A new study in the journal of Nature Climate Change shows a projected climate-change related decline in the leatherback population. If actual climate patters match the projections made in the study, the eastern Pacific population of leatherbacks will be decimated by as much as 75% by the beginning of the next century.
The birthrate of the turtles naturally rise and fall from one year to the next in response to weather variations. More eggs are laid and more hatchlings make it into the ocean during cooler and rainier years. These years also affect the temperatures inside the nests, which can change the sex ratio of the turtles.

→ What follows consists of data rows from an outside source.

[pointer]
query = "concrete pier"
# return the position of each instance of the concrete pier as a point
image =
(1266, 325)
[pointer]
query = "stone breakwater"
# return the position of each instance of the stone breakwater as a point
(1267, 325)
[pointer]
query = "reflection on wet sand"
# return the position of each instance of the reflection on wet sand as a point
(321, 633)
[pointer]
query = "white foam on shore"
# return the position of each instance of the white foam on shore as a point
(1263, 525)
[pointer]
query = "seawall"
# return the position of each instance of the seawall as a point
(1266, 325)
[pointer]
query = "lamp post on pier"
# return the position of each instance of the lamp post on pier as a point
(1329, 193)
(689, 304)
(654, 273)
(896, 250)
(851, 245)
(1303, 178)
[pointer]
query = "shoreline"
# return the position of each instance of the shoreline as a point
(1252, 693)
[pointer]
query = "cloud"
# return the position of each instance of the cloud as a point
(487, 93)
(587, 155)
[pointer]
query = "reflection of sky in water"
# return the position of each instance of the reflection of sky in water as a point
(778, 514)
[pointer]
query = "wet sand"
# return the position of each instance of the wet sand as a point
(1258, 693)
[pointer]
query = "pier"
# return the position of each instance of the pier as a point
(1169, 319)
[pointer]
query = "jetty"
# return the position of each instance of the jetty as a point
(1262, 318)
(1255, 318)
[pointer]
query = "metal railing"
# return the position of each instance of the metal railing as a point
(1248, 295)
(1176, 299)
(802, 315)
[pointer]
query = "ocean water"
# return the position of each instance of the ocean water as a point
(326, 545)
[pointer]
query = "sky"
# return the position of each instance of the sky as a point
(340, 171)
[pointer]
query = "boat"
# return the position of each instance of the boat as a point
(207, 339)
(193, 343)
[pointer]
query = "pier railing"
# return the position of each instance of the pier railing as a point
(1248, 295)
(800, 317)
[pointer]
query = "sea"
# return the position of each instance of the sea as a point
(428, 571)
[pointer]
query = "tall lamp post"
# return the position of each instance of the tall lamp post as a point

More male hatchlings emerge in cooler weather to help balance the predominantly female sea turtle population.
The projections created from the study demonstrate that warmer,
drier years will become more frequent in Central America
throughout the century, along with high egg and hatchling mortality in a species whose population is already on the critical list.
At one time on the Playa Grande in Costa Rica there were 1,500 turtles nesting. Twenty years later there are only 30 to 40 each year.
Originally the population decline was due to the poaching of eggs in the area which few, if any, hatchlings would survive. Work to protect nesting beaches is ongoing. For the number of leatherbacks to recover the researchers are looking into methods such as watering and shading the nests to mitigate the impact of climate change.